Onyeka explores the changing meanings of words for Africans in Tudor England.
In her 1995 book Things of Darkness the historian Kim Hall says the African in Early Modern England is ‘too accidental and solitary to be given a historical statistic’. But in Tudor England Africans are described in parish records. For example, the burial of ‘Christopher Cappervert a blackemoore’ at St Botolph without Aldgate in London is listed on October 22nd, 1586; while ‘Mary Fillis, a black more, being about xx years old and dwelling with Millicent Porter, a seamester’ was baptised on June 3rd, 1597. In Plymouth, ‘Bastien, a Blackmoore of Mr Willm Hawkins’ was buried on December 10th, 1583 and ‘Anthony, John, a Neyger’ was buried on March 18th, 1587. In the same parish there are baptism records on May 2nd, 1593 for ‘Helene, daughter of Cristian the negro svant to Richard Sheere, the supposed father binge Cuthbert Holman, illeg.’

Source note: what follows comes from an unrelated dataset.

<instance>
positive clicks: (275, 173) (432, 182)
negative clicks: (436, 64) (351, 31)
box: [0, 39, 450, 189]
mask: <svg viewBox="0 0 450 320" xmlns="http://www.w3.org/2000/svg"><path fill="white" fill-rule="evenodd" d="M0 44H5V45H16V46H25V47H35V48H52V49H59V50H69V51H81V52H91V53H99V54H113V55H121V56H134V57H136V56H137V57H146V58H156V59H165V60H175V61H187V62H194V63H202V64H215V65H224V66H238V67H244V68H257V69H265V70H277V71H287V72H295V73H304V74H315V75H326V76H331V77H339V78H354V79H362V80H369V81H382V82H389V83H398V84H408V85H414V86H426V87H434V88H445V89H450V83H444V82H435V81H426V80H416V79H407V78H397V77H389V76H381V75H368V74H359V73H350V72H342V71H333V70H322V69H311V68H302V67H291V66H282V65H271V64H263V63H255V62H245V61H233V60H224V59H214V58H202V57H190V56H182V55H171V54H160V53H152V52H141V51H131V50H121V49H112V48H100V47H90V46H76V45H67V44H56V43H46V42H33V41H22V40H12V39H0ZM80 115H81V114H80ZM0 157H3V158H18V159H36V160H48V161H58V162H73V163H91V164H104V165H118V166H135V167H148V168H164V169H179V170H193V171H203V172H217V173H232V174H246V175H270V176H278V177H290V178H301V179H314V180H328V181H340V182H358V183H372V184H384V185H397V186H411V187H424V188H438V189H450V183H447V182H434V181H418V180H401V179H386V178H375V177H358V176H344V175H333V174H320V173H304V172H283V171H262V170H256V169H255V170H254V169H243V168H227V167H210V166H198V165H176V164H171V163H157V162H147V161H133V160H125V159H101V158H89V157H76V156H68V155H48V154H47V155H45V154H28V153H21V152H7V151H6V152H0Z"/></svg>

As these examples show, Africans are referred to by a variety of words such as Blacks, Moors, Blackamoores, Negroes (Negars, Negras, Negyers, ‘Neygers, Nigers, Nigros) and Ethiopians (Aethiopians). Why was such a range of words used and what were their different meanings? William Shakespeare offers a pointer in Juliet’s famous lines ‘What’s in a name? That which we call a rose/ By any other name would smell as sweet’ (Romeo and Juliet Act II, Scene II). This speech written in the 1590s reflects an idea rooted in the Classical ‘laws of identity’ espoused by Aristotle and Thomas Aquinas, who believed that all living things had their own intrinsic identity, no matter what they were called. Humanist scholars of the 16th century, such as John Colet, William Grocyn and Thomas More, had a similar idea which they called ‘substantiality’.